I hope there is work to go back to. I hope there are doctors who will treat cancer, and professors who will teach students, and musicians who will make us cry. I hope there are sports matches for teams from high school up to the Olympics. I hope there are pilots who will fly me toward my children and chefs who create wedding cakes. I hope there are baby showers and blind dates and fiftieth anniversaries and teenagers screaming at band concerts. I hope there are millennials who go to the grocery store for their elderly neighbors and elderly neighbors who teach younger generations how to tend a garden. I hope we can toast the happy couple, huddle close around the wooden coffin, visit the hospital room, sweat together in marathons. I hope we can play cards and share casseroles and put hands on one another when we pray. I hope we are changed by how we fought for human life, by how we sought refuge in a place we call home, by how we whispered thank you for small things like baby giggles and Zoom faux pas and wild mushrooms pushing through rocks in the desert. I hope this change means we will still fight for every human life, that we will help refugees find permanent homes, that we will say thank you more often than we complain and judge, that we will laugh.

Mosque in Dougum Village, Djibouti, flowers in the desert after a major rain storm. Image courtesy of the author.

But before this day arrives, in the face of a deeply uncertain future, it feels outrageous to hope. I write my hopes here and they seem like demands from a petulant child, commanding the world return to what I knew before.

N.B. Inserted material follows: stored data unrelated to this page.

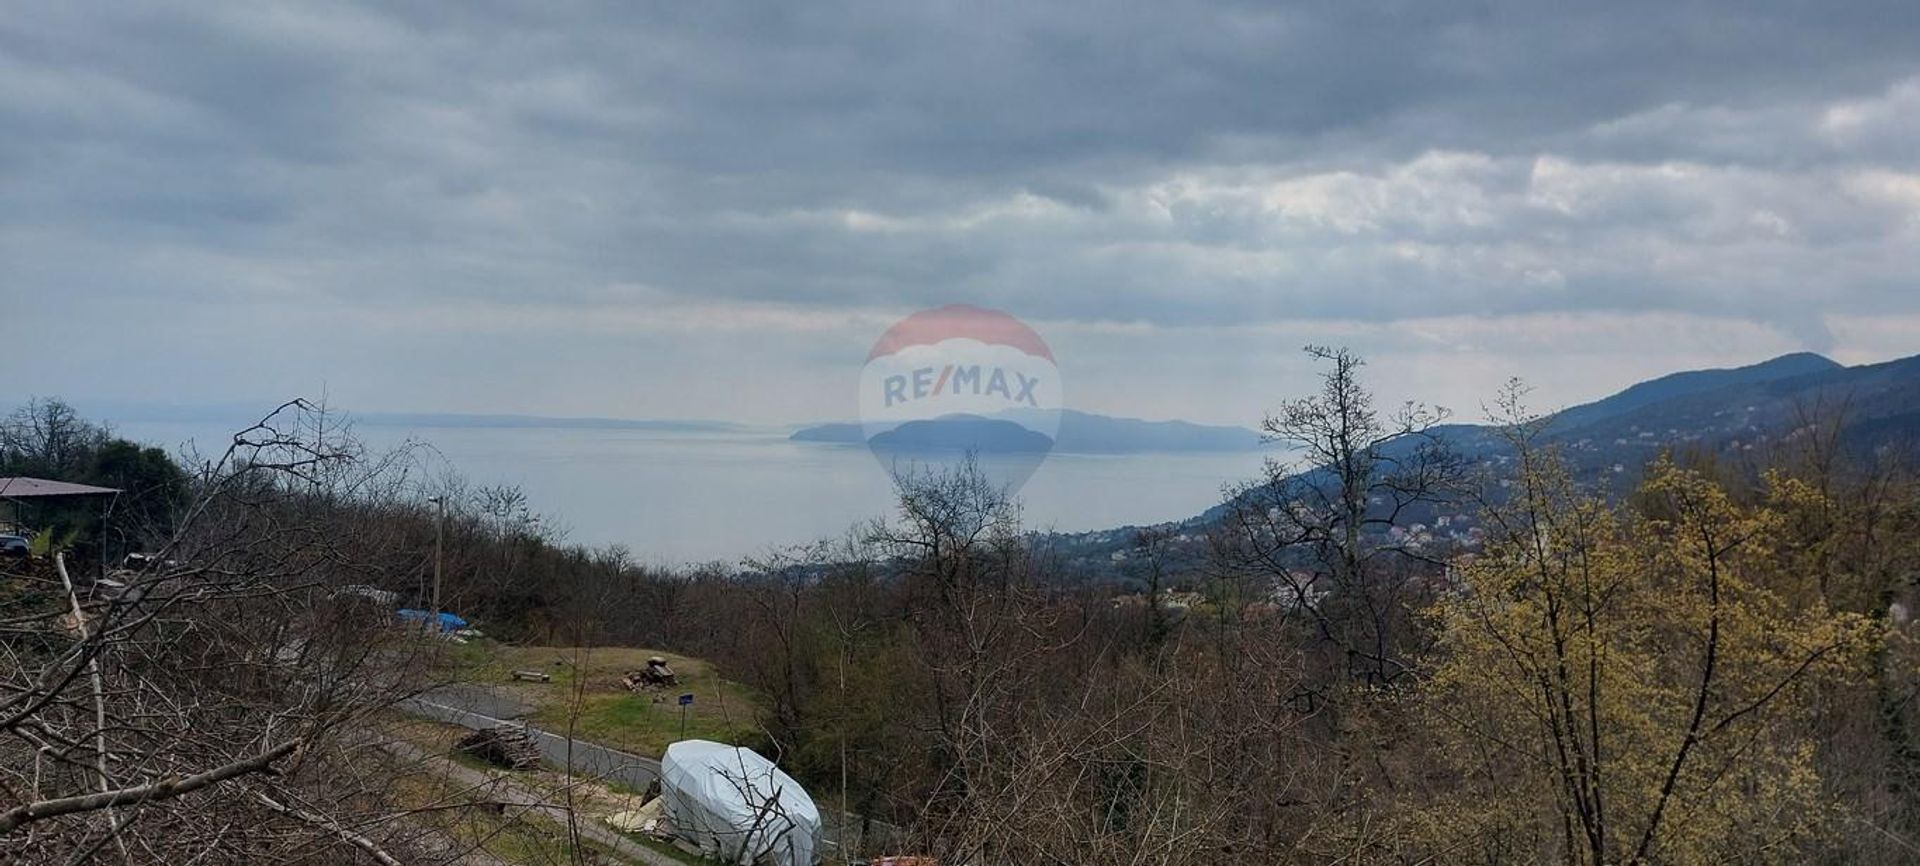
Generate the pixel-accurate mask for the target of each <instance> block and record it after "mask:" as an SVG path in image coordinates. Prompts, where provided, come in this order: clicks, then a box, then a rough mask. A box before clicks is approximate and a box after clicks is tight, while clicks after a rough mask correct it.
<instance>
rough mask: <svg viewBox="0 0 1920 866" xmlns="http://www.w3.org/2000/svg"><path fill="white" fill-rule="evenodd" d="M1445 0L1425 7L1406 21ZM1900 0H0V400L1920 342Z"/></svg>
mask: <svg viewBox="0 0 1920 866" xmlns="http://www.w3.org/2000/svg"><path fill="white" fill-rule="evenodd" d="M1442 6H1444V8H1448V12H1442ZM1916 282H1920V4H1912V2H1884V4H1876V2H1849V4H1832V2H1809V4H1768V2H1722V4H1688V2H1672V0H1665V2H1651V4H1630V2H1603V4H1540V2H1517V4H1500V2H1492V4H1432V2H1405V4H1359V2H1309V4H1298V6H1294V8H1286V6H1279V4H1238V2H1212V4H1169V2H1150V4H1098V6H1094V4H1087V6H1083V4H1068V2H1046V4H1033V2H1021V4H979V2H964V4H962V2H956V4H925V2H900V0H881V2H872V4H849V2H835V0H808V2H799V4H753V6H749V4H724V2H632V0H620V2H607V4H570V2H543V4H486V2H459V4H378V6H355V4H344V2H326V4H311V6H280V4H267V2H259V0H244V2H232V4H223V2H192V4H152V6H146V4H127V6H117V12H102V10H98V8H94V6H92V4H56V2H35V4H17V2H12V0H0V300H4V311H0V348H4V351H0V371H4V373H6V380H8V388H12V390H13V392H19V394H40V396H56V394H58V396H67V397H69V399H75V401H79V403H81V405H83V409H84V407H86V401H90V399H92V401H127V399H144V401H159V403H165V401H182V403H200V401H221V403H225V401H240V399H261V401H267V399H275V397H282V396H296V394H319V392H323V390H324V394H328V397H330V399H332V401H334V403H336V405H346V407H349V409H365V411H476V413H545V415H614V417H678V419H735V421H756V422H781V421H808V419H845V417H852V413H854V384H856V376H858V365H860V363H862V361H864V357H866V349H868V348H870V346H872V342H874V340H876V338H877V336H879V332H881V330H883V328H885V326H887V325H889V323H891V321H895V319H899V317H902V315H906V313H912V311H916V309H922V307H931V305H941V303H952V301H964V303H977V305H985V307H998V309H1006V311H1010V313H1014V315H1018V317H1021V319H1025V321H1029V323H1031V325H1033V326H1035V328H1037V330H1039V332H1041V334H1043V336H1044V338H1046V340H1048V342H1050V344H1052V348H1054V353H1056V357H1058V361H1060V367H1062V371H1064V376H1066V394H1068V403H1069V405H1073V407H1081V409H1094V411H1108V413H1121V415H1139V417H1187V419H1194V421H1215V422H1248V424H1250V422H1254V421H1256V419H1258V415H1260V411H1261V409H1263V407H1269V405H1273V403H1275V401H1277V399H1279V397H1283V396H1288V394H1292V392H1298V390H1300V388H1304V386H1308V378H1309V367H1308V365H1306V363H1304V359H1302V355H1300V351H1298V348H1300V346H1302V344H1306V342H1319V344H1346V346H1354V348H1356V349H1359V351H1363V353H1367V355H1369V357H1371V359H1373V367H1371V371H1373V376H1375V384H1377V386H1379V390H1380V392H1384V396H1388V397H1423V399H1428V401H1438V403H1448V405H1455V407H1459V409H1463V415H1469V417H1471V415H1478V405H1480V401H1482V399H1484V397H1486V396H1488V394H1490V392H1492V390H1494V388H1496V386H1498V384H1500V382H1501V380H1503V378H1507V376H1513V374H1521V376H1526V378H1528V380H1532V382H1534V384H1536V386H1538V399H1540V401H1542V403H1551V405H1557V403H1572V401H1580V399H1590V397H1596V396H1601V394H1607V392H1611V390H1617V388H1620V386H1624V384H1630V382H1634V380H1640V378H1647V376H1653V374H1661V373H1670V371H1678V369H1693V367H1713V365H1738V363H1753V361H1761V359H1766V357H1772V355H1778V353H1786V351H1797V349H1812V351H1824V353H1828V355H1832V357H1836V359H1839V361H1845V363H1862V361H1878V359H1889V357H1901V355H1912V353H1920V292H1916Z"/></svg>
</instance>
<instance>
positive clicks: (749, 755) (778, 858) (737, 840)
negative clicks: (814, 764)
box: [660, 739, 820, 866]
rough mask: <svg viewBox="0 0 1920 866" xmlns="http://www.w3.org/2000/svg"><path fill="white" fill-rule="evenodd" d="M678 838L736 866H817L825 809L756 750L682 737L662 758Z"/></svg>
mask: <svg viewBox="0 0 1920 866" xmlns="http://www.w3.org/2000/svg"><path fill="white" fill-rule="evenodd" d="M660 799H664V801H666V818H668V820H670V822H672V824H674V833H678V835H680V837H682V839H685V841H689V843H693V845H695V847H697V849H701V854H705V856H712V858H716V860H720V862H728V864H739V866H749V864H751V866H812V864H814V849H816V847H818V843H820V808H816V806H814V799H812V797H808V795H806V789H803V787H801V783H799V782H793V776H787V774H785V772H780V768H778V766H774V762H772V760H766V758H762V757H760V755H758V753H755V751H753V749H739V747H732V745H720V743H710V741H707V739H682V741H680V743H674V745H668V747H666V755H662V757H660Z"/></svg>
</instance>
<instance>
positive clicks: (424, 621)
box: [397, 607, 467, 632]
mask: <svg viewBox="0 0 1920 866" xmlns="http://www.w3.org/2000/svg"><path fill="white" fill-rule="evenodd" d="M397 613H399V618H403V620H407V622H426V620H428V618H432V616H434V614H432V613H426V611H415V609H411V607H403V609H399V611H397ZM461 628H467V620H463V618H459V616H455V614H451V613H445V611H442V613H440V630H442V632H457V630H461Z"/></svg>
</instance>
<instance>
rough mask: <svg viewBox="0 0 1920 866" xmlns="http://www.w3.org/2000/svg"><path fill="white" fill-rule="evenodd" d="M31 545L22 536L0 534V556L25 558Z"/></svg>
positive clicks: (19, 558) (16, 557) (25, 558)
mask: <svg viewBox="0 0 1920 866" xmlns="http://www.w3.org/2000/svg"><path fill="white" fill-rule="evenodd" d="M29 549H31V545H29V543H27V540H25V538H23V536H0V557H10V559H27V551H29Z"/></svg>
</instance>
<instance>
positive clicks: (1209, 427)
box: [789, 409, 1261, 453]
mask: <svg viewBox="0 0 1920 866" xmlns="http://www.w3.org/2000/svg"><path fill="white" fill-rule="evenodd" d="M966 421H968V422H970V424H966V426H968V428H979V430H987V426H989V424H991V422H995V421H996V419H979V417H972V419H966ZM996 422H998V424H1006V426H1008V428H1016V426H1018V424H1012V422H1008V421H1004V419H998V421H996ZM937 426H941V424H929V422H912V424H902V426H900V428H895V430H889V432H885V434H881V436H876V440H885V442H881V444H883V445H889V447H941V445H939V442H933V440H927V436H931V434H935V428H937ZM948 426H950V424H948ZM948 432H950V430H948ZM789 438H791V440H793V442H820V444H833V445H862V444H866V432H864V430H862V428H860V424H856V422H833V424H814V426H804V428H801V430H795V432H793V436H789ZM948 438H950V436H948ZM1002 440H1004V442H1006V444H1008V447H1012V449H1021V451H1025V449H1033V447H1035V444H1033V440H1031V438H1027V436H1020V438H1002V436H991V438H985V440H981V442H1002ZM941 442H945V440H941ZM1260 447H1261V442H1260V434H1256V432H1254V430H1248V428H1244V426H1215V424H1194V422H1188V421H1140V419H1116V417H1110V415H1094V413H1083V411H1073V409H1066V411H1062V413H1060V432H1058V436H1056V438H1054V445H1052V449H1054V451H1058V453H1156V451H1173V453H1177V451H1256V449H1260Z"/></svg>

I said to my soul, be still, and wait without hope
For hope would be hope for the wrong thing; Wait without love
For love would be love of the wrong thing; There is yet faith
But the faith and the love and the hope are all in the waiting.
Wait without thought, for you are not ready for thought:
So the darkness shall be the light, and the stillness the dancing.

The first time I read these lines in T. S. Eliot’s “East Coker,” I didn’t like them. Wait without hope? Without love? Then all that remains is despair! But – there is yet faith. Faith wraps around the waiting, undemanding, not petulant, not plagued by anxious thought. Faith holds the hope and the love and faith sees light in darkness, dancing in stillness.

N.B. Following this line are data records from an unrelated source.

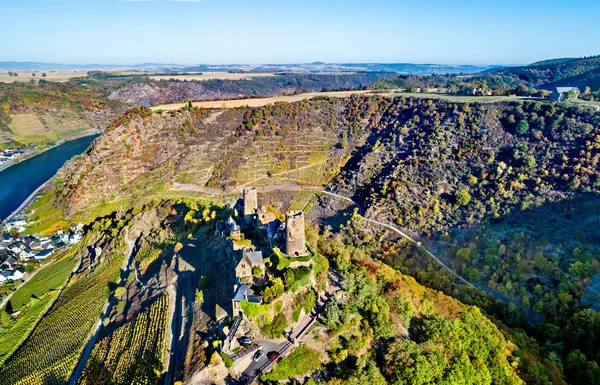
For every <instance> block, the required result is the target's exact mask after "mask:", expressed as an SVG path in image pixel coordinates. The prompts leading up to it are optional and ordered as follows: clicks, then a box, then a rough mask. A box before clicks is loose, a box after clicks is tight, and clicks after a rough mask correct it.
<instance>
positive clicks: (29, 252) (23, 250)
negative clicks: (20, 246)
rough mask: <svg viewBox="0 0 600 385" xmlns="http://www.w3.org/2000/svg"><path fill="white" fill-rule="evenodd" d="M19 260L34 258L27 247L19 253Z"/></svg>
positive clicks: (18, 253) (20, 251)
mask: <svg viewBox="0 0 600 385" xmlns="http://www.w3.org/2000/svg"><path fill="white" fill-rule="evenodd" d="M18 254H19V258H20V259H23V260H26V259H29V258H32V257H33V256H35V252H34V251H33V250H31V249H30V248H29V247H24V248H23V250H21V251H20V252H19V253H18Z"/></svg>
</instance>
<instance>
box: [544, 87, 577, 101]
mask: <svg viewBox="0 0 600 385" xmlns="http://www.w3.org/2000/svg"><path fill="white" fill-rule="evenodd" d="M571 91H574V92H575V95H577V96H579V94H580V91H579V88H577V87H556V89H555V90H554V91H552V93H551V94H550V99H551V100H554V101H556V102H562V101H564V100H565V97H566V96H567V95H568V94H569V93H570V92H571Z"/></svg>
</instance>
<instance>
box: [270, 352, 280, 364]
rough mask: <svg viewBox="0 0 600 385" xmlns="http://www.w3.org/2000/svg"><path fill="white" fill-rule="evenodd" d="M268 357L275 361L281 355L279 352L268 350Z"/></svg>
mask: <svg viewBox="0 0 600 385" xmlns="http://www.w3.org/2000/svg"><path fill="white" fill-rule="evenodd" d="M268 357H269V360H270V361H271V362H275V361H277V360H278V359H279V357H281V354H279V353H278V352H270V353H269V354H268Z"/></svg>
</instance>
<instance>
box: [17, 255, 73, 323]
mask: <svg viewBox="0 0 600 385" xmlns="http://www.w3.org/2000/svg"><path fill="white" fill-rule="evenodd" d="M78 250H79V248H78V247H73V248H72V249H70V250H69V251H67V252H66V253H65V255H64V256H62V257H60V259H58V260H57V261H56V262H54V263H53V264H51V265H50V266H47V267H44V268H42V269H41V270H40V271H39V272H37V274H36V275H35V276H34V277H33V278H31V280H30V281H29V282H27V283H26V284H25V285H23V286H22V287H21V288H20V289H19V290H17V291H16V292H15V294H13V296H12V297H11V299H10V301H9V303H10V306H11V307H12V311H13V312H14V311H17V310H19V309H21V308H22V307H23V306H25V305H27V304H28V303H29V302H30V301H31V298H32V297H37V298H41V297H43V296H44V295H45V294H47V293H48V292H50V291H51V290H56V289H58V288H60V287H61V286H62V285H64V284H65V281H66V280H67V278H69V275H70V274H71V272H72V271H73V268H74V267H75V263H76V261H75V260H74V259H73V257H74V256H75V253H76V252H77V251H78Z"/></svg>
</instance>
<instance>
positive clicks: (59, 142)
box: [0, 128, 102, 173]
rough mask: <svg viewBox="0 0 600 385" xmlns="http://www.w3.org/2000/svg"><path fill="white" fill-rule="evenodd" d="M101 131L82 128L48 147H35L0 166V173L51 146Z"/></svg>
mask: <svg viewBox="0 0 600 385" xmlns="http://www.w3.org/2000/svg"><path fill="white" fill-rule="evenodd" d="M101 133H102V130H99V129H96V128H90V129H88V130H84V131H81V132H78V133H75V134H73V135H70V136H69V137H67V138H65V139H60V140H59V141H57V143H55V144H54V145H52V146H50V147H43V148H39V147H38V148H36V149H35V150H33V151H29V152H26V153H25V154H23V155H22V156H20V157H19V158H17V159H16V160H15V161H12V162H10V163H8V164H5V165H3V166H0V173H1V172H3V171H5V170H7V169H9V168H10V167H12V166H16V165H17V164H19V163H22V162H24V161H26V160H29V159H31V158H34V157H36V156H38V155H41V154H43V153H45V152H47V151H50V150H52V149H53V148H56V147H58V146H62V145H63V144H65V143H69V142H73V141H75V140H78V139H81V138H85V137H88V136H94V135H100V134H101Z"/></svg>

That is how we come out of lockdown.

We know the fleeting nature of sunlight splayed over a spider web, we notice the melting snowflake on an eyelash, we cry, “This is holy,” over cracks in sidewalks and cracks in hearts, we watch Muslims pray on Eid, or we are Muslims praying on Eid, and we whisper “thank you” for a sacred tradition that insists on being honored. We gather up trepidation and explore the world we have created in these past few months. We commit to living with and passing along tenderness. We believe all things will be made new.